Al-Nassr porozumiało się z Dávidem Hancko w sprawie warunków indywidualnego kontraktu. Jak informuje dobrze wtajemniczony dziennikarz transferowy Santi Aouna, słowacki obrońca miałby podpisać umowę obowiązującą do połowy 2028 roku, z opcją przedłużenia o kolejny sezon.
Rozmowy pomiędzy Al-Nassr a Feyenoordem również przebiegają w pozytywnej atmosferze. Klub z Rijadu przygotowuje się do złożenia oficjalnej oferty, która – według doniesień – ma opiewać na około 40 milionów euro. Propozycja ta ma trafić na biurko dyrekcji Feyenoordu w ciągu najbliższych kilku dni.
W ostatnich miesiącach Słowak był łączony z wieloma uznanymi europejskimi klubami, takimi jak Juventus, Atlético Madryt czy Chelsea, jednak żadna z tych drużyn nie zdecydowała się na konkretny ruch. To Al-Nassr wykazuje obecnie największą determinację w walce o pozyskanie reprezentanta Słowacji.

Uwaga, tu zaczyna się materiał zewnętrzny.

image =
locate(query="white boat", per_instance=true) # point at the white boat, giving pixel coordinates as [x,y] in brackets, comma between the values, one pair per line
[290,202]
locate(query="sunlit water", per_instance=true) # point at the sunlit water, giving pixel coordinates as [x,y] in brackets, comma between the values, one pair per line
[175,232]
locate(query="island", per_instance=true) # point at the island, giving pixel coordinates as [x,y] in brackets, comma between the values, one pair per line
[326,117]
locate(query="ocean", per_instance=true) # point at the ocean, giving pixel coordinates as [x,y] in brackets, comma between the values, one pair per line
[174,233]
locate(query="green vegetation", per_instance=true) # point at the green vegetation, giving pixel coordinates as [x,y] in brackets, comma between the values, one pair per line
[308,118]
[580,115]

Po ostatnim meczu wyjazdowym Feyenoordu w tym sezonie – przeciwko SC Heerenveen – Hancko wyraźnie zasugerował, że może to być jego pożegnanie z klubem z Rotterdamu.

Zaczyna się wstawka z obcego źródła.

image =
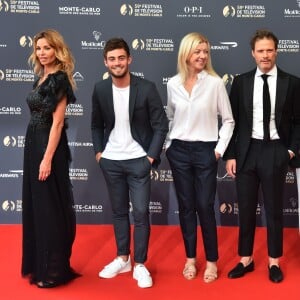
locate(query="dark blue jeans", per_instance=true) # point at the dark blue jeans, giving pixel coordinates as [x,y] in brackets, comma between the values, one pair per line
[129,181]
[194,169]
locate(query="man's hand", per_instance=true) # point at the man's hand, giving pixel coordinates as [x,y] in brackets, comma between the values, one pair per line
[231,167]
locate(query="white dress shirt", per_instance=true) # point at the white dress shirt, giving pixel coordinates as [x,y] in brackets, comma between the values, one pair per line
[195,117]
[121,145]
[258,129]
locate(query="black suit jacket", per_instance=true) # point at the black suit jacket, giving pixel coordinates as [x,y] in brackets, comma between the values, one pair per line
[287,114]
[148,121]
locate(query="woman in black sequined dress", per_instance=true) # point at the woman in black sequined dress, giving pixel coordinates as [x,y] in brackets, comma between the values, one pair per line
[48,216]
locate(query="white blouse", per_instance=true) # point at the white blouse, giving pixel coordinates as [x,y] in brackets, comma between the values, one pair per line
[195,117]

– Chciałbym podziękować wszystkim za te trzy wspaniałe lata. Zobaczymy, co przyniesie przyszłość – powiedział wówczas 27-letni defensor. Jednocześnie zaznaczył, że nie zapadły jeszcze żadne ostateczne decyzje. – Nic nie jest przesądzone. W zeszłym roku i zimą byłem w podobnej sytuacji.
W ubiegłym roku Feyenoord odrzucił kilka ofert za Hancko ze strony Atlético Madryt. Teraz jednak wiele wskazuje na to, że Saudyjczycy mogą być gotowi pójść o krok dalej i sfinalizować transfer.
Feyenoord nigdy nie ukrywał, że jest otwarty na sprzedaż kluczowych zawodników, jeśli pojawi się odpowiednia oferta. Klub z De Kuip chętnie ustanowiłby nowy rekord transferowy – obecnie należy on do Santiago Gimeneza, sprzedanego za najwyższą kwotę w historii Feyenoordu.
Czy transakcja z udziałem Hancko pobije ten rekord? Na razie pozostaje to kwestią spekulacji. Informacje przekazane przez Santiego Aounę nie zostały jeszcze potwierdzone przez źródła związane z Rotterdamczykami.